Tag: blackpool
Blackpool #diary
Since June the 13th (my birthday) I have been working very hard on my darling new project in Blackpool. I have felt elated, as everything I love to do has been in one place. Nesting, baking, meeting unconventional people. It has not been easy as you sort of give your time away as you live in a house where other people you’ve never met before are staying. But I do have my own flat. There’s two bedrooms. A large bathroom, lounge and running space for the dogs outside. I am surrounded by seagulls. I really have learned to understand them. They’re such clever beings and work so closely to survive. At the moment, we have three baby seagulls that rely on us to stay alive. Kris my friend from Dogbus has been helping. It has been team work. She has her own bedroom and we are blessed with Alan her hound. My room is my little den. I have no wardrobe just a rail to hang my clothes and some shelves for everything else. It’s full of positive energy and I feel a bit like Cinderella (but I do have the coach…) I’ve got a comfy bed and am still with my unicorn bed linen. Evie and Angel are very happy here. I want to live forever. Plus, I’ve sold my house in Leeds and will have all my own possessions around me soon!
I see this as a stepping stone and am already planning my next project to add on to this one. I do not want to be enslaved to a rigid routine, as I am a progressive person. It would make me feel depressed to feel I could not continue to expand. Life is short – don’t let anything hold you back. It is not about money – but, a sense of self worth and focusing on the light and the love that comes from all corners. Set yourselves free to be your highest and best self. You will be surprised what’s out there!
I have been waiting to post a nice photograph of me online to share – but … I am afraid I am not the most photogenic of women and the thought of standing in-front of the mirror all day bores the shit out of me. I am clean and I wear clothes I like. That’s enough. It is what’s inside that really matters. I loved putting a photo of me in my pyjamas shortly after I had cooked breakfast for around 15 people. I’d made them happy so what I looked like wasn’t as important at that time of day. I am so in the zone with baking at the moment! I am trying to collect bits of china too. Give me more hours each day.
Yes, there’s been a few very rude people crossing my path – but confined to emails and the phone, mainly because they cannot get booked in at the dates they want. Then others use ‘leaving a bad online review’ as a reason to ‘try’ and get free stuff. I don’t care about all that. I have a guest book and it’s full of beautiful messages.
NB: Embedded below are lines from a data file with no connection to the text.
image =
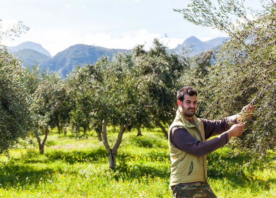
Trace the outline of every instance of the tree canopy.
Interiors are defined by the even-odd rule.
[[[276,6],[271,2],[263,10],[251,11],[253,19],[242,1],[218,0],[218,7],[208,0],[194,1],[188,8],[175,10],[195,24],[218,29],[231,36],[218,51],[200,100],[206,105],[203,116],[210,119],[240,112],[248,104],[255,106],[252,119],[244,120],[247,127],[243,135],[230,144],[232,154],[243,152],[251,156],[250,161],[269,158],[269,150],[276,150]],[[231,14],[238,19],[236,24]]]
[[[9,150],[16,148],[22,140],[27,140],[30,131],[37,137],[31,110],[32,101],[25,86],[20,60],[0,47],[0,155],[9,156]]]

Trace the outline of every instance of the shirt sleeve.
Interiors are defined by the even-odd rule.
[[[197,156],[203,156],[211,153],[229,142],[229,136],[227,133],[203,142],[194,138],[182,127],[175,127],[170,133],[171,142],[174,146]]]
[[[236,115],[227,117],[221,120],[210,120],[203,118],[199,118],[202,121],[204,127],[205,139],[207,139],[212,136],[221,134],[230,128],[230,123],[238,123]]]

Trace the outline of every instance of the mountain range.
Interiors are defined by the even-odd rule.
[[[194,36],[186,39],[181,44],[178,45],[174,50],[179,53],[183,48],[191,47],[192,51],[189,54],[194,56],[206,50],[213,49],[221,45],[228,39],[218,37],[209,41],[202,42]],[[130,51],[123,49],[109,49],[101,47],[77,44],[71,46],[52,57],[50,53],[40,44],[28,41],[15,47],[7,47],[11,52],[20,58],[23,67],[38,64],[40,71],[59,71],[64,77],[77,65],[90,63],[94,64],[98,59],[103,56],[112,58],[118,52]]]

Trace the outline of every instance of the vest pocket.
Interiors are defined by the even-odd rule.
[[[190,175],[191,174],[191,173],[192,173],[192,171],[193,171],[193,169],[194,168],[194,164],[193,163],[193,161],[191,162],[191,165],[190,165],[190,169],[189,169],[189,173],[188,174],[188,175]]]

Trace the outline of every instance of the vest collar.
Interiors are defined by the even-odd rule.
[[[193,127],[194,126],[194,125],[192,124],[187,119],[185,118],[182,113],[180,112],[179,108],[177,109],[177,110],[176,111],[176,116],[178,117],[179,121],[183,124],[185,124],[187,127]],[[197,127],[198,127],[199,123],[200,122],[200,120],[197,119],[196,116],[194,115],[193,116],[192,118],[193,119],[193,122],[195,126]]]

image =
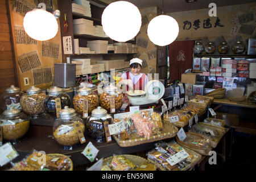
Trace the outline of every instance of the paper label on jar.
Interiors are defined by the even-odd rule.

We can’t suck eggs. All the guests that have crossed my door are just so gorgeous. It may not always be this good – but, whatever comes, bring it on. I am on the journey.
Next week my family are coming here. I think it will be emotional. I need them around so much. To see familiar faces.
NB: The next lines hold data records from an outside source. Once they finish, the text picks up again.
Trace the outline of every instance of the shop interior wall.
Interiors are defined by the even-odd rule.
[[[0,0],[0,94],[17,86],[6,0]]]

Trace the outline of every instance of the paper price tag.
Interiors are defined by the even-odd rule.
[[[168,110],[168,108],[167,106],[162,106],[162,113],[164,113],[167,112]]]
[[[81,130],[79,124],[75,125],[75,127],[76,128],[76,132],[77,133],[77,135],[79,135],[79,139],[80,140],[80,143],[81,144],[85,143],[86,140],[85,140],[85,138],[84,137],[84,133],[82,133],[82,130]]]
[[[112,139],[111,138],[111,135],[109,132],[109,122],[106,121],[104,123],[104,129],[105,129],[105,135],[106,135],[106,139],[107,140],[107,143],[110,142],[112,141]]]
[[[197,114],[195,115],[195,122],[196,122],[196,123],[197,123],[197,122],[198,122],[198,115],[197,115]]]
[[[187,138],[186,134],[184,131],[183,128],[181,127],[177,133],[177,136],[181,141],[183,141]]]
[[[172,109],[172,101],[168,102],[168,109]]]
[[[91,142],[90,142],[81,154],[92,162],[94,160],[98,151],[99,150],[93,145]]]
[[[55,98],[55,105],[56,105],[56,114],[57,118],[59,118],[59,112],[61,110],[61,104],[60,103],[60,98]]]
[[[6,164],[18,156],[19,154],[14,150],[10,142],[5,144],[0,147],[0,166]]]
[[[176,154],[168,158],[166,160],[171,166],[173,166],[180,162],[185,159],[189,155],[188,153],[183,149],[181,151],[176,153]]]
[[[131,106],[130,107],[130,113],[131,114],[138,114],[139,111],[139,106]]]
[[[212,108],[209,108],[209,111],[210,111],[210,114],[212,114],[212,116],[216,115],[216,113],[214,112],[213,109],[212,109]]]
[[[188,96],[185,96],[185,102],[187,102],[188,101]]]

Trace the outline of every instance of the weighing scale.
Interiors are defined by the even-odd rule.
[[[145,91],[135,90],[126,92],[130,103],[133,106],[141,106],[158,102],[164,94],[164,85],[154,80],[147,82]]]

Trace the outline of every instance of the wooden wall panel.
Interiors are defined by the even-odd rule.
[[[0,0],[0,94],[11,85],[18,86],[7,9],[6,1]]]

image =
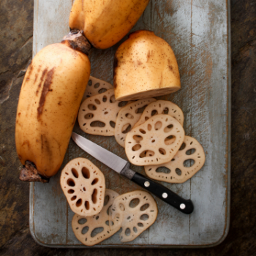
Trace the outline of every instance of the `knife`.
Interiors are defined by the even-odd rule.
[[[193,211],[194,206],[190,199],[184,199],[165,186],[135,172],[129,168],[129,162],[77,133],[72,132],[71,137],[79,147],[91,156],[154,194],[164,202],[186,214],[190,214]]]

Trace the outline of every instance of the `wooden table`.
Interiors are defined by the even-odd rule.
[[[3,1],[0,71],[0,255],[252,255],[255,246],[255,16],[252,1],[232,4],[232,194],[230,231],[207,249],[56,250],[38,246],[29,229],[29,184],[18,178],[14,140],[15,103],[31,56],[33,1]],[[10,29],[10,28],[12,29]],[[9,94],[9,99],[8,98]],[[13,104],[10,104],[13,102]],[[13,107],[10,107],[12,105]]]

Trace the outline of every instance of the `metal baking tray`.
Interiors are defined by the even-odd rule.
[[[72,0],[34,0],[34,56],[43,47],[60,42],[69,32]],[[203,169],[184,184],[164,183],[184,198],[195,211],[183,214],[156,198],[156,222],[130,243],[118,234],[93,247],[203,247],[221,243],[230,221],[230,26],[226,0],[151,0],[132,29],[148,29],[165,39],[177,58],[181,89],[161,99],[176,103],[184,111],[186,134],[203,146]],[[124,39],[121,42],[124,42]],[[91,75],[113,82],[114,53],[121,42],[89,55]],[[124,150],[113,137],[86,135],[78,124],[75,131],[118,156]],[[86,157],[104,173],[106,187],[124,193],[140,189],[102,165],[70,141],[62,167],[75,157]],[[132,167],[143,173],[141,167]],[[59,184],[60,172],[49,184],[31,184],[30,230],[35,241],[50,247],[84,248],[71,227],[73,213]],[[89,247],[88,247],[89,248]],[[91,247],[90,247],[91,248]]]

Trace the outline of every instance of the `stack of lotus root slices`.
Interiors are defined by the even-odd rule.
[[[80,129],[89,134],[115,136],[129,161],[144,166],[150,178],[183,183],[205,162],[198,141],[186,136],[184,114],[176,104],[146,98],[115,99],[111,84],[90,77],[78,113]],[[72,227],[77,238],[93,246],[119,233],[122,242],[135,239],[156,220],[158,209],[147,192],[119,195],[106,189],[103,173],[89,160],[77,158],[63,169],[61,186],[75,212]]]
[[[75,213],[75,236],[85,245],[99,244],[121,228],[121,241],[131,241],[157,219],[157,205],[149,193],[135,190],[119,195],[106,189],[104,174],[85,158],[71,160],[62,170],[60,180]]]
[[[129,102],[116,101],[113,86],[93,77],[83,99],[78,114],[82,129],[91,134],[114,135],[118,113]],[[93,122],[96,124],[91,126]],[[60,182],[75,213],[73,232],[86,246],[101,243],[120,230],[121,241],[132,241],[157,219],[157,205],[149,193],[135,190],[119,195],[107,189],[104,174],[87,159],[71,160],[62,170]]]
[[[90,80],[78,113],[83,132],[114,135],[129,161],[144,166],[146,175],[155,180],[183,183],[201,169],[203,148],[195,138],[185,135],[178,106],[154,98],[118,102],[110,84],[92,77]]]

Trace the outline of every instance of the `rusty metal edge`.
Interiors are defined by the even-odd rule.
[[[223,230],[223,234],[222,237],[214,243],[209,244],[202,244],[202,245],[96,245],[94,246],[86,246],[84,245],[63,245],[63,244],[46,244],[40,241],[36,236],[34,233],[34,183],[31,183],[29,185],[29,229],[32,238],[38,244],[50,248],[208,248],[213,247],[221,244],[227,237],[229,229],[230,229],[230,178],[231,178],[231,18],[230,18],[230,0],[226,0],[227,4],[227,194],[226,194],[226,201],[227,201],[227,209],[226,209],[226,225],[225,230]],[[36,17],[36,12],[37,11],[38,3],[37,0],[34,0],[34,17]],[[34,19],[35,18],[34,18]],[[34,24],[35,20],[34,20]],[[33,38],[34,39],[34,38]],[[33,50],[33,57],[34,56],[34,51]]]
Have a lovely week. I am still writing. I am still taking pictures. My best yet. I am still roaming the back alleys for adventures. I see you!
Tiff. X
seaside gift shops #diary
Just looking at my photographs. I love these gift shops. They remind me of when I was a child, seeing what I could afford with my pocket money. So quirky and typical of seaside towns in the UK. There was a woman working in this shop during extremely cold weather. Nobody around – off season. We may have been her only customer that day. But that didn’t stop her from being open.
As for me, well once more I am full of cold. Second one this year. Have quite a bit to sort out – feel a little frustrated with myself as not getting as much done as I need to be at the moment. But I will get there. I’m writing. I have no deadlines. The last thing I want or need, is to enter into a battle of ‘who sells the most’ and spending hours on the internet trying to get a voice. It’s soul destroying. I go at my own pace. I am setting up a new business in the real world and that comes first. It’s not about money, or being known. To me it’s about inner happiness and being able to spend time with the people I love. I guess we all need a ‘reality check’ from time to time. To be true to ourselves.
I know there’s people out there, where the first thing they do each day is Google their name – such a sorry existence. It’s the children I worry for. A recent survey shows 3 out of 5 children get up in the night to check their inbox.
Less is More. Keeping it real. Anyway, going to juice. Fill myself with natural anti-oxidants.